On the other hand, it has been noted by fans for some time and now the most (in)famous football player in the world that Manchester United have failed to invest in their stadium, the training facilities and their staff since he left. The current owners have been treating Manchester United like a business, as opposed to a football club. Leveraging the asset, passing debt and interest costs onto the club. Extracting value through dividends, reducing cash reserves. All this would be seen to be normal for a business outside of the football industry.

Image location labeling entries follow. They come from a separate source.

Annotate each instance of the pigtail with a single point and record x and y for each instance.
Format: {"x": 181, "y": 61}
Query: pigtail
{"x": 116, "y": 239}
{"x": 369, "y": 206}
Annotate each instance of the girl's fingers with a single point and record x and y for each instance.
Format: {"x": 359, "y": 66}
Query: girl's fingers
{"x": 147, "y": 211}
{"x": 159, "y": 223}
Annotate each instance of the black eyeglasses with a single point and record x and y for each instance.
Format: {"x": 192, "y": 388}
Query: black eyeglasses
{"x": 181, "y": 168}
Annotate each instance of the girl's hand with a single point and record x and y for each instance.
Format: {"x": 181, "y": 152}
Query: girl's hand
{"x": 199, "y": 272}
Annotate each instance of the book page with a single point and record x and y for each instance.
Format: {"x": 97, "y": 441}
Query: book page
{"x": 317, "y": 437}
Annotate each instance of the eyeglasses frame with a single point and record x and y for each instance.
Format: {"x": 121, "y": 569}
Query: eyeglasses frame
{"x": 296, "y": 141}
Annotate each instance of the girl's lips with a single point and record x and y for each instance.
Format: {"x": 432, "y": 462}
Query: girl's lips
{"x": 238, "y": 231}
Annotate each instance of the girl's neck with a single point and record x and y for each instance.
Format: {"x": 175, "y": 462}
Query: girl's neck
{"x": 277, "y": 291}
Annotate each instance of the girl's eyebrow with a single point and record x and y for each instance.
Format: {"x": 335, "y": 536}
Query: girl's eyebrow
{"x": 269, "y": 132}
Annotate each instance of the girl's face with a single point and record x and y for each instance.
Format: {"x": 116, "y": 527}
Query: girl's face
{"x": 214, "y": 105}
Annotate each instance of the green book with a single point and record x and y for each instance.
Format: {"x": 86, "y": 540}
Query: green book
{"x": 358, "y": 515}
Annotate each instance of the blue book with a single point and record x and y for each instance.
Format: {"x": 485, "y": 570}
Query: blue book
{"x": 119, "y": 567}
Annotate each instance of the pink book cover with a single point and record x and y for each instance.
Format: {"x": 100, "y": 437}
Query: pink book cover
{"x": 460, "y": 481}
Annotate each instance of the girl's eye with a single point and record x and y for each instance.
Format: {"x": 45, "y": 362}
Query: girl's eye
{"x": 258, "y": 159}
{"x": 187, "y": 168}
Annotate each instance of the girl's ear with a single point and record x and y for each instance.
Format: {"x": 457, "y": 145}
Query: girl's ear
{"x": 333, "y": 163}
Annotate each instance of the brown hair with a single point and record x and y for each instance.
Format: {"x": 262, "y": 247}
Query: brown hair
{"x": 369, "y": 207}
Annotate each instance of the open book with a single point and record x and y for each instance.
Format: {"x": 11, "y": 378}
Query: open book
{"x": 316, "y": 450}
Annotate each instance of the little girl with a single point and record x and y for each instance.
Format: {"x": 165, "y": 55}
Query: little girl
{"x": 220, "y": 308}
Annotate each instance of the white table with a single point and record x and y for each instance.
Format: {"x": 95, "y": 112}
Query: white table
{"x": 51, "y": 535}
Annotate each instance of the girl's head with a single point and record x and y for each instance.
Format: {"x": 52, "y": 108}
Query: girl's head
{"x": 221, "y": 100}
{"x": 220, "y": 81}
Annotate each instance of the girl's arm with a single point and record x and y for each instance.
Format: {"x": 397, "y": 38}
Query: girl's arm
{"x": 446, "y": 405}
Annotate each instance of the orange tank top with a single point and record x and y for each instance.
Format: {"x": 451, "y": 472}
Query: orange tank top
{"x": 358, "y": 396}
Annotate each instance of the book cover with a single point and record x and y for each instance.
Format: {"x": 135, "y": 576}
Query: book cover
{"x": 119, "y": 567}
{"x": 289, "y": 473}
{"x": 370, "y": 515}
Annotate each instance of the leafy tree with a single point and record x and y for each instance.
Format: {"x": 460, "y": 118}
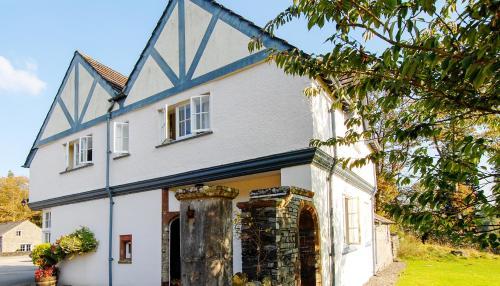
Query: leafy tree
{"x": 13, "y": 190}
{"x": 429, "y": 92}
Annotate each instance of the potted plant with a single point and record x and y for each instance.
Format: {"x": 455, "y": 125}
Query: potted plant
{"x": 46, "y": 276}
{"x": 47, "y": 256}
{"x": 43, "y": 257}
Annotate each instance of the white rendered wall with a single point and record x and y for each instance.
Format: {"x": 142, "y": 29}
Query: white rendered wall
{"x": 354, "y": 265}
{"x": 139, "y": 215}
{"x": 251, "y": 115}
{"x": 322, "y": 129}
{"x": 256, "y": 112}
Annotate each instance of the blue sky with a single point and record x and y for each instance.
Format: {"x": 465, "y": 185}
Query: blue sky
{"x": 38, "y": 39}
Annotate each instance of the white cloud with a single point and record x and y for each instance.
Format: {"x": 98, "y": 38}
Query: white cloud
{"x": 19, "y": 81}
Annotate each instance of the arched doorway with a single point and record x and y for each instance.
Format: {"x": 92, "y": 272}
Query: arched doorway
{"x": 308, "y": 248}
{"x": 175, "y": 253}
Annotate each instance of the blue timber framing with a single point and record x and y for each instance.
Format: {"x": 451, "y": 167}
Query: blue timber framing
{"x": 182, "y": 82}
{"x": 75, "y": 122}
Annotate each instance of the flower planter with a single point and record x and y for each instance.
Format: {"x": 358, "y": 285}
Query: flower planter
{"x": 48, "y": 281}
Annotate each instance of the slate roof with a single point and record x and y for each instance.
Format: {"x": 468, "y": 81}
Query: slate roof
{"x": 114, "y": 78}
{"x": 6, "y": 226}
{"x": 383, "y": 220}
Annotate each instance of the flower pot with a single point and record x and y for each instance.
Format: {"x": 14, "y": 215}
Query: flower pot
{"x": 47, "y": 281}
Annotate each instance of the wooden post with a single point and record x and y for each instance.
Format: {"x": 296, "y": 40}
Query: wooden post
{"x": 206, "y": 235}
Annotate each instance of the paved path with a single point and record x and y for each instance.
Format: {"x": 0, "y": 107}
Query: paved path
{"x": 389, "y": 276}
{"x": 16, "y": 271}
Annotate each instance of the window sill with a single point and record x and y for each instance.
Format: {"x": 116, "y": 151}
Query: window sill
{"x": 121, "y": 156}
{"x": 77, "y": 168}
{"x": 185, "y": 139}
{"x": 351, "y": 248}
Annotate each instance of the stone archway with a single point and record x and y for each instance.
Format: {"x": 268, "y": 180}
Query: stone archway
{"x": 175, "y": 252}
{"x": 310, "y": 273}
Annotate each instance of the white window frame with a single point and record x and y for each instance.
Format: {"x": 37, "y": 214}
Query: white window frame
{"x": 198, "y": 129}
{"x": 352, "y": 227}
{"x": 84, "y": 148}
{"x": 163, "y": 124}
{"x": 178, "y": 120}
{"x": 121, "y": 137}
{"x": 47, "y": 220}
{"x": 46, "y": 237}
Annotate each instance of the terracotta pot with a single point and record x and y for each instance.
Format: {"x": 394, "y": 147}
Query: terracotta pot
{"x": 49, "y": 281}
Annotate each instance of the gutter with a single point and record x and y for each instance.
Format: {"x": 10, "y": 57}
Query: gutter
{"x": 330, "y": 198}
{"x": 374, "y": 238}
{"x": 110, "y": 195}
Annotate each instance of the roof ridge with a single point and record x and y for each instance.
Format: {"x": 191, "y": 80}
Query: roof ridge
{"x": 116, "y": 79}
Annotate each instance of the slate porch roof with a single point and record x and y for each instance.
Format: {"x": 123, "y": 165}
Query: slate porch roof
{"x": 6, "y": 226}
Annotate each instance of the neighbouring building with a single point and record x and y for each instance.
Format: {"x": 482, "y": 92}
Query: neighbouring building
{"x": 200, "y": 133}
{"x": 19, "y": 236}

But as we know, the most important stakeholders beyond the shareholders, the fans, don’t want to see the profits of their club be distributed to owners. In order to promote long-term football success, re-investment is key. Facilities need to be upgraded, technology moves on, scientific research is out-dated. The lack of investment and change in club culture since Sir Alex stepped down means the club is almost unrecognisable. To fans and past/present players alike.

What does the future hold?

Is there a way back for Manchester United? Of course. Football success is usually cyclical. But what the club needs a coherent strategy to rebuild the success seen in the past. Investment in physical infrastructure, intangible assets, staff and working styles that promotes a culture of “club first”. United may have look towards the blue half of the city for inspiration. Where the shoes was probably on the other foot a decade before.

It is interesting how critical the financial side of football has become. To underpin a club’s football performance, through long term investment as opposed to short term financial gain. It is going to take a long time to unpick the decisions made by the current ownership. But Manchester United will have ambitions to catch up with the current leaders in Manchester. Both on and off the pitch.